We'll cover these recipes to introduce basic Python data types:

Creating meaningful names and using variables

Working with large and small integers

Choosing between float, decimal, and fraction

Choosing between true division and floor division

Rewriting an immutable string

String parsing with regular expressions

Building complex strings with "template".format()

Building complex strings from lists of characters

Using the Unicode characters that aren't on our keyboards

Encoding strings – creating ASCII and UTF-8 bytes

Decoding bytes – how to get proper characters from some bytes

Using tuples of items

Introduction

This chapter will look at some central types of Python objects. We'll look at the different kinds of numbers, working with strings, and using tuples. We'll look at these first because they're the simplest kinds of data Python works with. In later chapters, we'll look at data collections.
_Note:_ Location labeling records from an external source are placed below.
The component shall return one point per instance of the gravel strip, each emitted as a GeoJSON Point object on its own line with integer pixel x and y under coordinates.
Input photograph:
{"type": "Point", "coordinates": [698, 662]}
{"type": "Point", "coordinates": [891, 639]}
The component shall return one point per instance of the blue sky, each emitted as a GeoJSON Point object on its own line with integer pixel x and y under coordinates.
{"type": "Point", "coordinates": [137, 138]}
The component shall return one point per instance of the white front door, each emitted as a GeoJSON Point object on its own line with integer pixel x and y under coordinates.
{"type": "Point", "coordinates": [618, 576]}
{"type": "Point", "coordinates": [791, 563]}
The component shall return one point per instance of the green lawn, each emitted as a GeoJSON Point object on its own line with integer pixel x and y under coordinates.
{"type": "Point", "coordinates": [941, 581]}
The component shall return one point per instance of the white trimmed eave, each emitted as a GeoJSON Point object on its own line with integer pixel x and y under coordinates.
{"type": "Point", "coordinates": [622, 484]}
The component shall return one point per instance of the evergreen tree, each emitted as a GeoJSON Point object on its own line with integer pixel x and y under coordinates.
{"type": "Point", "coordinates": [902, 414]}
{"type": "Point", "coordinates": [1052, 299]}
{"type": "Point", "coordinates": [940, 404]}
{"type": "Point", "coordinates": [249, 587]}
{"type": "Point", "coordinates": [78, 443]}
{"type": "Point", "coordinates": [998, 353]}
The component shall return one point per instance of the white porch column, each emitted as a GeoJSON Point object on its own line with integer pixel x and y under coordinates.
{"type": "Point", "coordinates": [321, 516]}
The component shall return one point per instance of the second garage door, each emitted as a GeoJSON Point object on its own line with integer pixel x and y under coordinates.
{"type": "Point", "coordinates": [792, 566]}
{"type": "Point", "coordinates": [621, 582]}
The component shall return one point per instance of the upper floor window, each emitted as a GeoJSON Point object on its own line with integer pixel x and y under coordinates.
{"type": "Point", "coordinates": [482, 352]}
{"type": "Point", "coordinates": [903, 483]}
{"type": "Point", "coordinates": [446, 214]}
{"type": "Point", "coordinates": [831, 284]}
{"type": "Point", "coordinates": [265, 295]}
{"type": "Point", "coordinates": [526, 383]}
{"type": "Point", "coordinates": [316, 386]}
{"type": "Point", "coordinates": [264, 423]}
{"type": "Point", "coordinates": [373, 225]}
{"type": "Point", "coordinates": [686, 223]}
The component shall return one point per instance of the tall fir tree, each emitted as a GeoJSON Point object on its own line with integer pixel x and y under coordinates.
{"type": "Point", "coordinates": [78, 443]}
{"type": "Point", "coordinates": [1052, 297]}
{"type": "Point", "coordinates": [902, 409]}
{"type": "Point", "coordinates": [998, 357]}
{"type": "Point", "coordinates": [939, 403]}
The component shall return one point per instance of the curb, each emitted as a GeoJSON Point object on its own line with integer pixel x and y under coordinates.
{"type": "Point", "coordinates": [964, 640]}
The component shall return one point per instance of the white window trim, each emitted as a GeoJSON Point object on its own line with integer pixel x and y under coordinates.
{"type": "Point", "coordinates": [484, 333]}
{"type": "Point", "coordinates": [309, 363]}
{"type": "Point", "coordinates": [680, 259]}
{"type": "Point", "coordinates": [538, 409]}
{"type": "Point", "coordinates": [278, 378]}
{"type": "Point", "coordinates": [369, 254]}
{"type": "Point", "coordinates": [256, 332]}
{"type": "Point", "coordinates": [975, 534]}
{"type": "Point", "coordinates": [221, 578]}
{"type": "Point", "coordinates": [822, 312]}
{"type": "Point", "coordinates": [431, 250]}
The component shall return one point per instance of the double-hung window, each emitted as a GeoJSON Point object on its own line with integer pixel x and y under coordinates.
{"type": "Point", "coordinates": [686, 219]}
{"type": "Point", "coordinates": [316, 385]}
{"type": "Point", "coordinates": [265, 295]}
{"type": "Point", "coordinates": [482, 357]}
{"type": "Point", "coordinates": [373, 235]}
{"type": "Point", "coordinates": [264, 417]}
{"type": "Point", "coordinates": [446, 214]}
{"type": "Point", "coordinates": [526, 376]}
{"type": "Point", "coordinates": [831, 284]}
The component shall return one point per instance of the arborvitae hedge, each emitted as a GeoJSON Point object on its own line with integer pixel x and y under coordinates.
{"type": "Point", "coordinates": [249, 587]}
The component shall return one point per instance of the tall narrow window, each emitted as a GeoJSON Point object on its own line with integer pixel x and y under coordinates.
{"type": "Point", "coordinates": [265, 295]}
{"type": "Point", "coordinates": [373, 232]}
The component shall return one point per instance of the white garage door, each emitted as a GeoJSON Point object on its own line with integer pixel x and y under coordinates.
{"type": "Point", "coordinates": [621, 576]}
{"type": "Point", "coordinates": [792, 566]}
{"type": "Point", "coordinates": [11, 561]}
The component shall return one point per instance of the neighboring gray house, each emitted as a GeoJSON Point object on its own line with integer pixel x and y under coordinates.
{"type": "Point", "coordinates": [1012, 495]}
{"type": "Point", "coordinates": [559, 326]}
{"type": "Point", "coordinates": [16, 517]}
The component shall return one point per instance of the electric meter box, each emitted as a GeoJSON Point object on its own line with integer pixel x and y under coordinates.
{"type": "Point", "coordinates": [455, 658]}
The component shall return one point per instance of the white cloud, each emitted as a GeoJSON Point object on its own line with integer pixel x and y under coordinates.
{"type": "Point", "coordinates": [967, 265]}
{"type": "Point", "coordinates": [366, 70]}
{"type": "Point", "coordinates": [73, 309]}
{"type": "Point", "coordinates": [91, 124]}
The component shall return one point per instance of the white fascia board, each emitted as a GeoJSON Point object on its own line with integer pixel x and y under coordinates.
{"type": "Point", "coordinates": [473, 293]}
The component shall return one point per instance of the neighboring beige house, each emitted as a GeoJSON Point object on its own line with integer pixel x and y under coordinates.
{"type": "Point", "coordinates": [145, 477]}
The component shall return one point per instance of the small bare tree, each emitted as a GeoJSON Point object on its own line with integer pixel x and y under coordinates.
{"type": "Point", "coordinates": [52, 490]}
Most of these recipes assume a beginner's level of understanding of Python 3. We'll be looking at how we use the essential built-in types available in Python—numbers, strings, and tuples. Python has a rich variety of numbers, and two different division operators, so we'll need to look closely at the choices available to us.

When working with strings, there are several common operations that are important. We'll explore some of the differences between bytes—as used by our OS files, and Strings—as used by Python. We'll look at how we can exploit the full power of the Unicode character set.

In this chapter, we'll show the recipes as if we're working from the >>> prompt in interactive Python. This is sometimes called the read-eval-print loop (REPL). In later chapters, we'll look more closely at writing script files. The goal is to encourage interactive exploration because it's a great way to learn the language.

Creating meaningful names and using variables

How can we be sure our programs make sense? One of the core elements of making expressive code is to use meaningful names. But what counts as meaningful? In this recipe, we'll review some common rules for creating meaningful Python names.

We'll also look at some of Python's assignment statement variations. We can, for example, assign more than one variable in a single statement.

Getting ready

The core issue when creating a name is to ask ourselves the question what is this thing? For software, we'd like a name that's descriptive of the object being named. Clearly, a name like x is not very descriptive, it doesn't seem to refer to an actual thing.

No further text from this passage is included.